Talking about life, I was struck by The New York Times' article yesterday on age (I was 81 myself last month)! entitled Joy of Old Age by Oliver Sacks.



that's an interesting contrast, given that sacks is an atheist, but surely a fundamentally oriented individual whose existence is unified by (at least) love, chemistry, and neuroscience. or do you think he is aimless, passing among at least those three "lords"?
Love is everything. To me where real love exists a person is properly oriented.
i quite agree :)

what are five things you dearly love?



Has he never heard of women? We do represent 51.5% of the world's population after all.
Hear, hear!
Very interesting observation. Many Catholics in public prayers try to avoid such references but it strikes me as artificial. To me "man" means humankind and not distinguishing between male and female. "God made man".
That's because you are a man.
Women DO NOT hear it that way!
How would you feel if the word used was "woman" - "womankind" would it mean the same thing?
There's this word 'people' which many of the male persuasion appear not to have heard of............
Polytheism is not idolatry, any more than the veneration of statues of Jesus, the Virgin Mary, and the saints is idolatry (an accusation that's often made against the Catholic Church, even today). No intelligent person of any faith believes that the statues themselves are divine.

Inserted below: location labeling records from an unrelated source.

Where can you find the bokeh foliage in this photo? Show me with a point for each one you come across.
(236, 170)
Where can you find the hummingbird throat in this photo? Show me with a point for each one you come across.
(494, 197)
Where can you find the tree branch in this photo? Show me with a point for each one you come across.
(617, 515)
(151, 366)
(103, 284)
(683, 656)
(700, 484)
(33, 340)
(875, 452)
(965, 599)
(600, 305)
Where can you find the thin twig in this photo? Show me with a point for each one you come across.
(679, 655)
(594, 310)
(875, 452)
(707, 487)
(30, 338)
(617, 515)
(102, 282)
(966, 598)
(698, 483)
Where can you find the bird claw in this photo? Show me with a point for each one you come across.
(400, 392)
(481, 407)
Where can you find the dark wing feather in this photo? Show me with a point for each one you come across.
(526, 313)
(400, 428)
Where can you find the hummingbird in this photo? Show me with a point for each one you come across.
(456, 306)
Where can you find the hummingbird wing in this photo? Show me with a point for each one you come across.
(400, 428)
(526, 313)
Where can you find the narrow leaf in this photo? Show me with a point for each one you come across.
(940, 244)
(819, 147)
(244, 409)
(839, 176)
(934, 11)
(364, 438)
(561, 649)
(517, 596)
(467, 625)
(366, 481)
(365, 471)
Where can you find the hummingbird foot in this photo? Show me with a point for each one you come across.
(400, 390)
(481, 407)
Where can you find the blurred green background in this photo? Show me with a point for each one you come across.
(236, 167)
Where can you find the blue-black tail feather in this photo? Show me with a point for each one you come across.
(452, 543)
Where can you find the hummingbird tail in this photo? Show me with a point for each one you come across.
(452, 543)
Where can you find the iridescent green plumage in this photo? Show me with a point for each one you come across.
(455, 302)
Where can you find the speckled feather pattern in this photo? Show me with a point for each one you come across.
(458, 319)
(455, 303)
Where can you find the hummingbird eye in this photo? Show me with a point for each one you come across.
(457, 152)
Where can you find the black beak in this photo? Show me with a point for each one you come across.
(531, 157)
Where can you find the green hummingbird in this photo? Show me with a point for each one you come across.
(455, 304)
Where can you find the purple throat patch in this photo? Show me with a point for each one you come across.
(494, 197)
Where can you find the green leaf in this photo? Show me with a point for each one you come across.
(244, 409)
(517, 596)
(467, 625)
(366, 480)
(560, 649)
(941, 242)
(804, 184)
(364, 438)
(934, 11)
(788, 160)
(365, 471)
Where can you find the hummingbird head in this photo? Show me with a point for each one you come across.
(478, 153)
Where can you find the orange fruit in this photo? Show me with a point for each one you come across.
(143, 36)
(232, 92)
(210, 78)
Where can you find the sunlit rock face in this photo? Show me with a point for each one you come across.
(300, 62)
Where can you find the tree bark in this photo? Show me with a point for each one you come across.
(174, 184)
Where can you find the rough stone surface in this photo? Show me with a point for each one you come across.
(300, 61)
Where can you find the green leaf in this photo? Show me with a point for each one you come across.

Nor do polytheists "aimlessly [pass] from one lord (or lady) to another". Many of us are henotheists - we acknowledge that there are many gods, but choose to devote the bulk of our attention to one in particular. Others of us feel that we are the ones who are chosen, or called, by a specific deity (or a specific pantheon). And some of us believe that the unseen world is like a well-run monarchy; a King or Queen does not rule single-handedly, but delegates various functions to lesser nobles, and likewise the God Beyond All Gods delegates the running of the universe to gods and goddesses of various specialties, and one wouldn't petition the Chancellor of the Exchequer about military matters.

I found the Oliver Sacks article delightful! I'm only 65, but I'm still planning on living as long as I can - there's just so much to see and do!

I am not a polytheist but I have known some people who prefer to view deity that way.
I wondered at times if it was any different than referring to Jesus as the Sacred Heart or the Good Shepherd. Or to Mary as Our Lady of Lourdes or The Sorrowful Mother. Divinity can have many faces to appeal to the limitations of human understanding and our many needs.

Yes, I think humans do need a "fundamental orientation which unifies... existence".
But the words
"Idolatry, then, is always polytheism, an aimless passing from one lord to another."
seem to be an unfortunate choice.
And what is the "time of promise"?
Today may be the only day for many. Is it not imperative to actualize the promise as far as we are each capable? Isn't realized eschatology the presence of Christ here amongst us?

Today's N Y Times is sitting on the table. I hadn't gotten to Sacks yet. I'll have to be sure to read it.
I find all your comments very interesting and challenging. They give one plenty to reflect on. Thank you so much for your contributions.
No worrying responsibilities, lots of time to relax, walk, and listen to music, good health (TG), respect from junior members of family (even nowadays), attend church services, even mess around with laptops and blogs, etc.